Hey Look: State Senate Takes a Step for Revenues and Tax Progressivity

The State Senate began debate on the annual budget today, and lo — it came to pass that the Senators voted (29-11) to adopt an amendment that will raise additional revenues and will do so in a progressive way!

The amendment freezes the state income tax rate at the current 5.15 percent, repealing a formula enacted in 2002 that automatically reduces the income tax rate when certain fiscal benchmarks are met. This formula has reduced the income tax from 5.3 percent to 5.15 percent since 2002. (Our friends at MassBudget have prepared this excellent analysis of the reasons that this formula compounds the problems of recent declines in state revenue.)

The amendment allocates some of the revenue resulting from the income tax freeze to increasing the state’s Earned Income Tax Credit program, which helps low-income individuals and families meet the high cost of living in Massachusetts. The amendment also increases the personal income tax exemption, which benefits all taxpayers. Pending some more number crunching, I’ll speculate that for most taxpayers, the increase in the exemption will offset the freeze in the tax rate. The taxpayers for whom the increase in the exemption is least likely to offset the freeze in the tax rate are those at the upper part of the income spectrum.

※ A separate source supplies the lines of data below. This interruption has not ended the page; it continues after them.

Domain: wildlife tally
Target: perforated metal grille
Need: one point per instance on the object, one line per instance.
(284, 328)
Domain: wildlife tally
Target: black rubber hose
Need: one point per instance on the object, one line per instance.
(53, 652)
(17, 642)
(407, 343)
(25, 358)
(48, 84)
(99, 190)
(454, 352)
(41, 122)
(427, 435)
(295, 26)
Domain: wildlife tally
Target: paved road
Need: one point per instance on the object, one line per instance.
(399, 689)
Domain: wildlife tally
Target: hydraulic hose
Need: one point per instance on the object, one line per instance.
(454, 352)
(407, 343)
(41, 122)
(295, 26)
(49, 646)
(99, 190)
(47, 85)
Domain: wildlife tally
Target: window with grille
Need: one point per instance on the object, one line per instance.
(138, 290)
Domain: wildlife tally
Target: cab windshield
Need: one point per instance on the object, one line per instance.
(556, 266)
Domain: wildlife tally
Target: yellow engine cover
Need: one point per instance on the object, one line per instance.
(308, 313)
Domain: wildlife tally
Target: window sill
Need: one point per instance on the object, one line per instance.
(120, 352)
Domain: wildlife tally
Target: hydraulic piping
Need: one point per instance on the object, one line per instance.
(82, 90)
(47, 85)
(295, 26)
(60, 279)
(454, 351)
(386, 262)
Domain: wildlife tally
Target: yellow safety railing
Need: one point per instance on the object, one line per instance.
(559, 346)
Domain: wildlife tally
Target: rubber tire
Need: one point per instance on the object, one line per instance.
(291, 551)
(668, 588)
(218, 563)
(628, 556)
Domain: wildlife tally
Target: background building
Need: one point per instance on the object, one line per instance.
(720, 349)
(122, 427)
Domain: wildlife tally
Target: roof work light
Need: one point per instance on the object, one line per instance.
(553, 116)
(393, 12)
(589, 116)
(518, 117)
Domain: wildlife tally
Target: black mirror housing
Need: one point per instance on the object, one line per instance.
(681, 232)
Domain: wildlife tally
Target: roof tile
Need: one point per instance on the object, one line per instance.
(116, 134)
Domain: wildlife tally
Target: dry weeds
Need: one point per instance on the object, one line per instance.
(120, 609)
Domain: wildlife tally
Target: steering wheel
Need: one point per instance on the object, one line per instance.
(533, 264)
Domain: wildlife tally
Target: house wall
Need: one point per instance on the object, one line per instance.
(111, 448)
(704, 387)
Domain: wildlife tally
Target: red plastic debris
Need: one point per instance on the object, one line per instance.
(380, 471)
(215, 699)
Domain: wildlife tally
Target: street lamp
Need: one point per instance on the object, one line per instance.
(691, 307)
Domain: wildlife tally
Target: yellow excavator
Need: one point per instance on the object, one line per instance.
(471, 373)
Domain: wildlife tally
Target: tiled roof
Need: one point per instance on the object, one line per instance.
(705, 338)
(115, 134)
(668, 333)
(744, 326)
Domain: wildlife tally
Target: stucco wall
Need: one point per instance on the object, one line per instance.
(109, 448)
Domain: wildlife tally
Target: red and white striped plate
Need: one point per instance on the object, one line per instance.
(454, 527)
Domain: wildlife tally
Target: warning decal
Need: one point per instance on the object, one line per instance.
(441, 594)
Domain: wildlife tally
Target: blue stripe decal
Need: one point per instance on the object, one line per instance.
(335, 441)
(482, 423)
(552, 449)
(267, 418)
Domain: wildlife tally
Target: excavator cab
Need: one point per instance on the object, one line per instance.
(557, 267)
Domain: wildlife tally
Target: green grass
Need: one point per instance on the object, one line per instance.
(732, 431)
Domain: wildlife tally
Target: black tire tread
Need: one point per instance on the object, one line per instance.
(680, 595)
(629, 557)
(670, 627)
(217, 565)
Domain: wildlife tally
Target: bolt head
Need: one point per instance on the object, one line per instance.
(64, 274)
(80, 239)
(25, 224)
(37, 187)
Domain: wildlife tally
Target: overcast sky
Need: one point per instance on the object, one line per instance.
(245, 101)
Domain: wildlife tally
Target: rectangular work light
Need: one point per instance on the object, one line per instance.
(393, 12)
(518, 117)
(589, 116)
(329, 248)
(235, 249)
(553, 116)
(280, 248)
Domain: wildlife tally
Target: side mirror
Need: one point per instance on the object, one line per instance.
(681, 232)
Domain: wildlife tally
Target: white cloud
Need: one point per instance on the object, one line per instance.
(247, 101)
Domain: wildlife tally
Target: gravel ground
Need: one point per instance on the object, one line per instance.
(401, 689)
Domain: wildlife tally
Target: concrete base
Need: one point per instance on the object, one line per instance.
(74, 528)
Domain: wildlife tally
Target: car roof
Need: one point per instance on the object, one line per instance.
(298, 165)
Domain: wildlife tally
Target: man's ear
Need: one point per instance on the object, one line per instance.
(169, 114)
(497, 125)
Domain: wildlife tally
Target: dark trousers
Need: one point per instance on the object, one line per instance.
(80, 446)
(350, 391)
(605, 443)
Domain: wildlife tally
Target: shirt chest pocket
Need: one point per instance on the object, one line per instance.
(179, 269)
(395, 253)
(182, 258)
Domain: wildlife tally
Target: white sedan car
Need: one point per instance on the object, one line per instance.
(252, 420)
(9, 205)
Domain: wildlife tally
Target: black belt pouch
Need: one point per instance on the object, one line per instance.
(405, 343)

So, good on the Senate. Will the House go along when the Senate and House meet to reconcile their respective budgets? As of now, the signs are not so good. Speaker DeLeo is vexed at the Senate for even debating tax policy when, in his view, the House did not relinquish its sole power to originate what our State Constitution calls “money bills.” He’s even threatening to go to court over the whole thing. Details here.

In any event, it’s a sure thing that the Speaker won’t go along unless his members convince him to do so.

One thought on “Hey Look: State Senate Takes a Step for Revenues and Tax Progressivity

  1. Oh NO! The Gloucester Republican said Democrats had a “hidden agenda” of protecting the income tax as a revenue source while also “redistributing” wealth without having to amend the Constitution to implement a graduated income tax.